= Behavior informatics =

Research method

Behavior informatics (BI) is the informatics of behaviors so as to obtain behavior intelligence and behavior insights. BI is a research method combining science and technology, specifically in the area of engineering. The purpose of BI includes analysis of current behaviors as well as the inference of future possible behaviors. This occurs through pattern recognition.

Different from applied behavior analysis from the psychological perspective, BI builds computational theories, systems and tools to qualitatively and quantitatively model, represent, analyze, and manage behaviors of individuals, groups and/or organizations.

BI is built on classic study of behavioral science, including behavior modeling, applied behavior analysis, behavior analysis, behavioral economics, and organizational behavior. Typical BI tasks consist of individual and group behavior formation, representation, computational modeling, analysis, learning, simulation, and understanding of behavior impact, utility, non-occurring behaviors, etc. for behavior intervention and management. The Behavior Informatics approach to data utilizes cognitive as well as behavioral data. By combining the data, BI has the potential to effectively illustrate the big picture when it comes to behavioral decisions and patterns. One of the goals of BI is also to be able to study human behavior while eliminating issues like self-report bias. This creates more reliable and valid information for research studies.

== Behavior ==
From an Informatics perspective, a behavior consists of three key elements:
1. actors (behavioral subjects and objects),
2. operations (actions, activities) and
3. interactions (relationships), and their properties.
A behavior can be represented as a behavior vector, all behaviors of an actor or an actor group can be represented as behavior sequences and multi-dimensional behavior matrix.
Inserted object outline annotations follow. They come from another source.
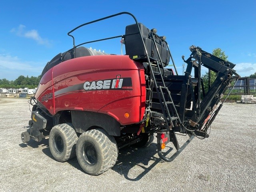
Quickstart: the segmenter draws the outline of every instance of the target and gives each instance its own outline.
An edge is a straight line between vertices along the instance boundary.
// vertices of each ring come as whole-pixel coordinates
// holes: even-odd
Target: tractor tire
[[[113,156],[117,151],[109,137],[111,137],[102,129],[89,130],[79,137],[76,144],[76,157],[86,173],[99,175],[114,164]]]
[[[139,142],[134,144],[133,145],[138,148],[148,147],[153,142],[154,134],[149,133],[141,133],[142,138]]]
[[[98,130],[105,134],[110,141],[110,147],[112,148],[113,156],[112,156],[112,160],[110,162],[109,168],[112,168],[116,164],[118,156],[118,148],[117,147],[116,142],[113,136],[108,134],[108,132],[104,129]]]
[[[74,157],[78,140],[72,124],[56,125],[51,130],[49,136],[49,146],[52,154],[60,162],[65,162]]]
[[[24,143],[27,143],[30,139],[30,136],[28,132],[25,131],[21,133],[21,140]]]

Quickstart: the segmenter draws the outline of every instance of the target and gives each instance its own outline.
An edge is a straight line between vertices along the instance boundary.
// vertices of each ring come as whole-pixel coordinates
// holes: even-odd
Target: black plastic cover
[[[151,61],[156,59],[160,61],[156,46],[154,45],[154,42],[149,35],[149,30],[140,23],[139,23],[138,24],[150,59]],[[146,52],[139,34],[129,35],[138,32],[138,30],[136,24],[126,26],[125,37],[126,54],[129,55],[132,59],[141,59],[143,61],[147,62]],[[156,36],[155,37],[155,39],[161,59],[165,66],[168,65],[170,60],[167,45],[165,42]]]

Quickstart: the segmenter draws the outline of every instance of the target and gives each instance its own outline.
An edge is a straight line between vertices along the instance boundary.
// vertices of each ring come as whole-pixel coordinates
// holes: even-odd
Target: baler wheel
[[[114,148],[111,137],[102,129],[90,130],[80,136],[76,144],[76,157],[86,173],[98,175],[114,164],[117,148],[115,145]]]
[[[64,162],[75,157],[78,139],[72,124],[56,125],[49,136],[49,146],[52,154],[60,162]]]

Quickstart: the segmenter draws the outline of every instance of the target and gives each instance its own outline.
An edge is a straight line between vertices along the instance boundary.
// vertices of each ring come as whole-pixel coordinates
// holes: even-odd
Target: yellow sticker
[[[141,129],[141,131],[142,133],[145,132],[145,130],[144,129],[144,127],[142,127]]]
[[[33,120],[34,121],[35,121],[36,122],[36,120],[35,118],[35,114],[34,114],[33,115]]]

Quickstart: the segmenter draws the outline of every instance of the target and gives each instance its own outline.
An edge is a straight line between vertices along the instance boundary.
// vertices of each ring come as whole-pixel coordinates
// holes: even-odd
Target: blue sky
[[[92,20],[123,11],[166,36],[179,74],[189,47],[220,48],[241,76],[256,72],[256,1],[6,1],[0,7],[0,79],[38,76],[47,62],[71,48],[68,32]],[[125,34],[128,16],[75,32],[76,44]],[[88,45],[120,54],[120,39]],[[203,72],[203,74],[204,72]]]

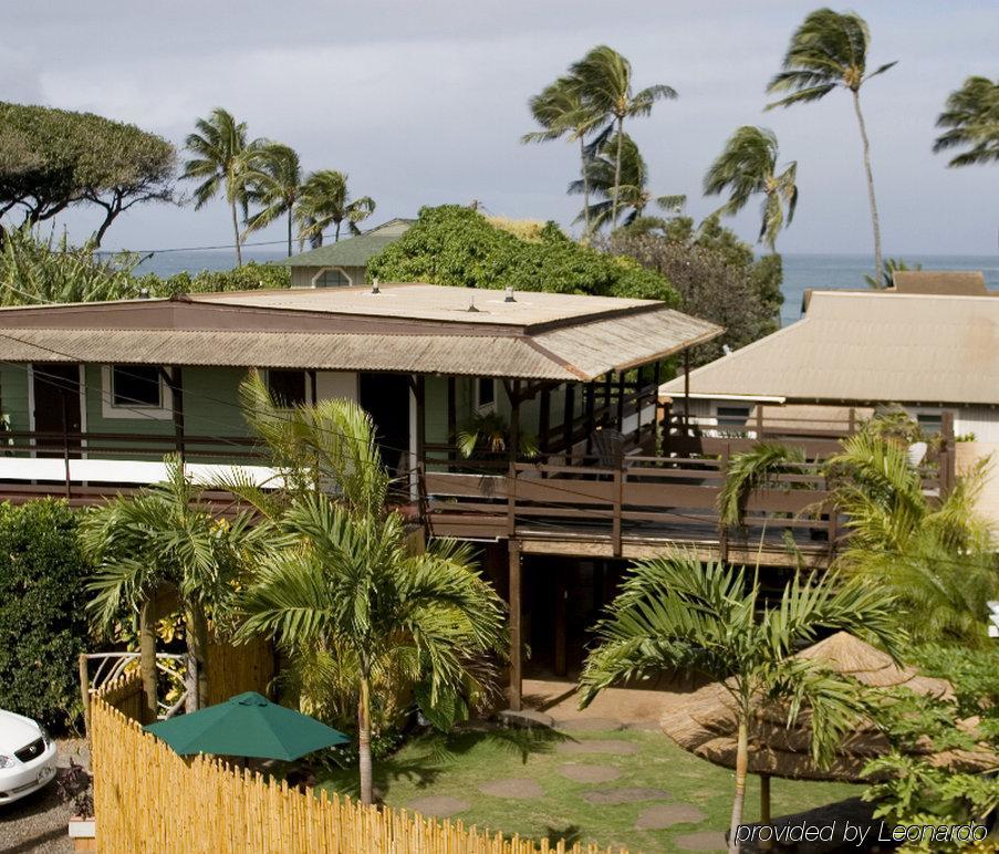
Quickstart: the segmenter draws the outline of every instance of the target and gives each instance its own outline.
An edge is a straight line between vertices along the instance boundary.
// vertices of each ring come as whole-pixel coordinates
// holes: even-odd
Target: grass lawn
[[[580,752],[587,742],[613,740],[624,747],[613,752]],[[594,748],[613,744],[592,744]],[[633,750],[627,753],[625,750]],[[560,773],[565,766],[602,766],[608,782],[575,782]],[[612,770],[608,770],[611,767]],[[577,769],[569,769],[577,771]],[[479,787],[502,779],[531,780],[538,796],[519,788],[521,798],[486,794]],[[336,772],[321,784],[331,791],[356,794],[356,771]],[[450,737],[424,736],[408,742],[394,757],[375,763],[375,785],[391,806],[410,808],[428,795],[450,795],[468,803],[456,813],[466,825],[552,842],[596,842],[632,852],[681,851],[683,836],[728,827],[732,773],[698,759],[655,731],[613,730],[551,733],[525,730],[462,731]],[[514,791],[518,787],[512,785]],[[587,792],[646,788],[666,792],[631,803],[590,803]],[[860,794],[861,787],[777,780],[771,783],[773,815],[800,812]],[[704,819],[663,830],[637,829],[639,815],[652,806],[689,805]],[[750,777],[746,821],[756,821],[759,785]]]

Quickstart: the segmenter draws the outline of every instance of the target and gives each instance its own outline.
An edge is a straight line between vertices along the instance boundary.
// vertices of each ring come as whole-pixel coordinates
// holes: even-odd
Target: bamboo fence
[[[102,688],[91,706],[94,808],[102,852],[331,852],[334,854],[599,854],[540,844],[363,806],[350,798],[264,780],[216,759],[185,760],[143,732],[126,711],[135,676]],[[621,852],[624,854],[624,852]]]

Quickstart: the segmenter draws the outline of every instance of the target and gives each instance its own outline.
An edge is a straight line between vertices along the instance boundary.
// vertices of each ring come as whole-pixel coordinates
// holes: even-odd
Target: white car
[[[43,726],[0,709],[0,805],[51,783],[58,753]]]

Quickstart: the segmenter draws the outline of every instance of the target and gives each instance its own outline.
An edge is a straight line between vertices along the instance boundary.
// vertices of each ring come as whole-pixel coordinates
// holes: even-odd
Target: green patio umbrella
[[[256,691],[144,727],[180,756],[216,753],[254,759],[299,759],[350,739],[325,723],[271,702]]]

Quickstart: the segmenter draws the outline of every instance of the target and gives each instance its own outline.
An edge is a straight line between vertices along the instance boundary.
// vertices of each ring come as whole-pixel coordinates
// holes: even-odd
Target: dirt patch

The following table explains some of the elements of behavior.

| Term | Definition |
|---|---|
| Subject | Who is performing the activity. |
| Object | To whom the activity is performed. |
| Context | The environment surrounding an activity. This includes what happens before, during, and after the activity. |
| Action | The activity the subject is performing |
| Goal | The intended end target the subject hopes to achieve through the action. |

Behavior Informatics takes into account behavior when analyzing business patterns and intelligence. The inclusion of behavior in these analyses provides prominent information on social and driving factors of patterns.

==Applications==

Behavior Informatics is being used in a variety of settings, including but not limited to health care management, telecommunications, marketing, and security. Behavior Informatics provides a manner in which to analyze and organize the many aspects that go into a person's health care needs and decisions. When it comes to business models, behavior informatics may be utilized for a similar role. Organizations implement behavior informatics to enhance business structure and regime, where it helps moderate ideal business decisions and situations.